Nakai Yousuke, Isayama Hiroyuki, Tsujino Takeshi, Hamada Tsuyoshi, Kogure Hirofumi, Takahara Naminatsu, Mohri Dai, Matsubara Saburo, Yamamoto Natsuyo, Tada Minoru, Koike Kazuhiko
Department of Gastroenterology, Graduate School of Medicine, The University of Tokyo, 7-3-1 Hongo Bunkyo-ku, Tokyo, 113-8655, Japan.
Surg Endosc. 2016 Jul;30(7):3014-20. doi: 10.1007/s00464-015-4592-0. Epub 2015 Oct 20.
Cholecystectomy after endoscopic sphincterotomy for bile duct stones with concomitant gallstones is known to reduce late biliary complications. Endoscopic papillary balloon dilation for bile duct stones develops fewer late biliary complications than endoscopic sphincterotomy, but no randomized controlled trials have been conducted about the role of cholecystectomy after endoscopic papillary balloon dilation. Therefore, we conducted this propensity score-matched analysis to compare cholecystectomy and wait-and-see approach after endoscopic papillary balloon dilation.
Propensity score matching extracted 147 pairs of patients with cholecystectomy after endoscopic papillary balloon dilation and with gallbladder left in situ with stones (wait-and-see) from 725 patients who underwent endoscopic papillary balloon dilation for bile duct stones. Late biliary complications such as recurrent bile duct stones and cholecystitis were evaluated. Cumulative incidence of late biliary complications was calculated treating death without biliary complications as a competing risk, and its prognostic factor was evaluated.
The rates of late biliary complications were 5.4 and 25.2 % in the cholecystectomy after endoscopic papillary balloon dilation and wait-and-see groups: Recurrent bile duct stones rates were 4.1 and 19.0 %, and cholecystitis rates were 0.7 and 6.1 %. The cumulative incidences of biliary complications in the cholecystectomy after endoscopic papillary balloon dilation and wait-and-see approach were 3.1 versus 13.0 % at 1 year and 5.7 versus 28.0 % at 5 year after endoscopic papillary balloon dilation (p = 0.008).

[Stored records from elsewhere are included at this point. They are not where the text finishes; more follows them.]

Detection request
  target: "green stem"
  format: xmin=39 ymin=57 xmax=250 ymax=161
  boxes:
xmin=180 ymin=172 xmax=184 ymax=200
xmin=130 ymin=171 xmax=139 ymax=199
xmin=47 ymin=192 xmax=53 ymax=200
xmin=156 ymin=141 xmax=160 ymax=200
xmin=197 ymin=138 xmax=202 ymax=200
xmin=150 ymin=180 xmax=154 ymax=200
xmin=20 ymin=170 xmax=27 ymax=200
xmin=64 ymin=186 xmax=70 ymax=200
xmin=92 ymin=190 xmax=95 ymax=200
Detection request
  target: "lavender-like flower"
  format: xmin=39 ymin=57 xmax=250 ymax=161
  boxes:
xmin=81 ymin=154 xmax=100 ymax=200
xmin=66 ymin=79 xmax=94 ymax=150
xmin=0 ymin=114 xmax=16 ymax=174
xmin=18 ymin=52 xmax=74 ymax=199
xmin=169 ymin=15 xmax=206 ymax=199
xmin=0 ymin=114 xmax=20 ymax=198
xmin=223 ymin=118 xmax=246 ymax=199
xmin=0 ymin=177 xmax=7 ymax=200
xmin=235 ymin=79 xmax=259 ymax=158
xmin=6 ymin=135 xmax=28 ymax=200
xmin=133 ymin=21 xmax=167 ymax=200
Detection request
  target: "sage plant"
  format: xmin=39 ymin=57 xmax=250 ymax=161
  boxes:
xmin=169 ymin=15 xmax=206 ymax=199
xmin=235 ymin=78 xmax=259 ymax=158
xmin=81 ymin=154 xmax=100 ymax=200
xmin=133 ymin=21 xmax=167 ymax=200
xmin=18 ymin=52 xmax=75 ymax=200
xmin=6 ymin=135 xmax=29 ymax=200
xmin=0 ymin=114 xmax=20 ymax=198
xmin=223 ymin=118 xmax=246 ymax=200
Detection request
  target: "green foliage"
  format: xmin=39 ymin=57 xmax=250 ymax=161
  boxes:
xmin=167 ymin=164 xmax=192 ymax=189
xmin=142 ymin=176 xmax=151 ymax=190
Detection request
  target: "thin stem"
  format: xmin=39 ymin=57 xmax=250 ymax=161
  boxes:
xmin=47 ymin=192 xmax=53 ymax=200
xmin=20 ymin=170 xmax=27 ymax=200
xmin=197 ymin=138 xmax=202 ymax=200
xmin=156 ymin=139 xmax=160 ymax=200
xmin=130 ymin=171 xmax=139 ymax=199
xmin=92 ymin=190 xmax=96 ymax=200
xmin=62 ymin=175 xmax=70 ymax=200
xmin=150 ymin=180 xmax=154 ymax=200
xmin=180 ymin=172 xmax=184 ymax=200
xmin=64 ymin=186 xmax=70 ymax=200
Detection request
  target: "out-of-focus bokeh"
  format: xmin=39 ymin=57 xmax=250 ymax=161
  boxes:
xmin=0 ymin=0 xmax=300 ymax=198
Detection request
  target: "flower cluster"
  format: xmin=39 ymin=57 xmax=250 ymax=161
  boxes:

Subdistribution hazard ratio of late biliary complications in the wait-and-see group was 5.1 (p = 0.020).
Cholecystectomy after endoscopic papillary balloon dilation for choledocholithiasis was associated with fewer late biliary complications. Prophylactic cholecystectomy should be offered to all surgically fit patients after endoscopic papillary balloon dilation for bile duct stones with concomitant gallstones.
内镜括约肌切开术后因胆管结石合并胆囊结石而行胆囊切除术,已知可减少晚期胆道并发症。内镜乳头球囊扩张术治疗胆管结石的晚期胆道并发症少于内镜括约肌切开术,但尚未有关于内镜乳头球囊扩张术后胆囊切除术作用的随机对照试验。因此,我们进行了这项倾向评分匹配分析,以比较内镜乳头球囊扩张术后胆囊切除术和观察等待方法。

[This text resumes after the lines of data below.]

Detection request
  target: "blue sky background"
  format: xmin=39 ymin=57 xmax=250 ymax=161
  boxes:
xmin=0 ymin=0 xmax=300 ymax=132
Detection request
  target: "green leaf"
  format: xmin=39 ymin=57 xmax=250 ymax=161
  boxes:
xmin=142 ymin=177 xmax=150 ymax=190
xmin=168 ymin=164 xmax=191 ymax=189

倾向评分匹配从725例行内镜乳头球囊扩张术治疗胆管结石的患者中,提取出147对内镜乳头球囊扩张术后行胆囊切除术以及保留有结石胆囊(观察等待)的患者。评估复发性胆管结石和胆囊炎等晚期胆道并发症。将无胆道并发症的死亡作为竞争风险计算晚期胆道并发症的累积发生率,并评估其预后因素。
内镜乳头球囊扩张术后胆囊切除术组和观察等待组的晚期胆道并发症发生率分别为5.4%和25.2%:复发性胆管结石发生率分别为4.1%和19.0%,胆囊炎发生率分别为0.7%和6.1%。内镜乳头球囊扩张术后1年,胆囊切除术组和观察等待组的胆道并发症累积发生率分别为3.1%和13.0%;5年时分别为5.7%和28.0%(p = 0.008)。观察等待组晚期胆道并发症的亚分布风险比为5.1(p = 0.020)。
内镜乳头球囊扩张术治疗胆总管结石后行胆囊切除术与较少的晚期胆道并发症相关。对于所有内镜乳头球囊扩张术治疗胆管结石合并胆囊结石且手术条件合适的患者,均应行预防性胆囊切除术。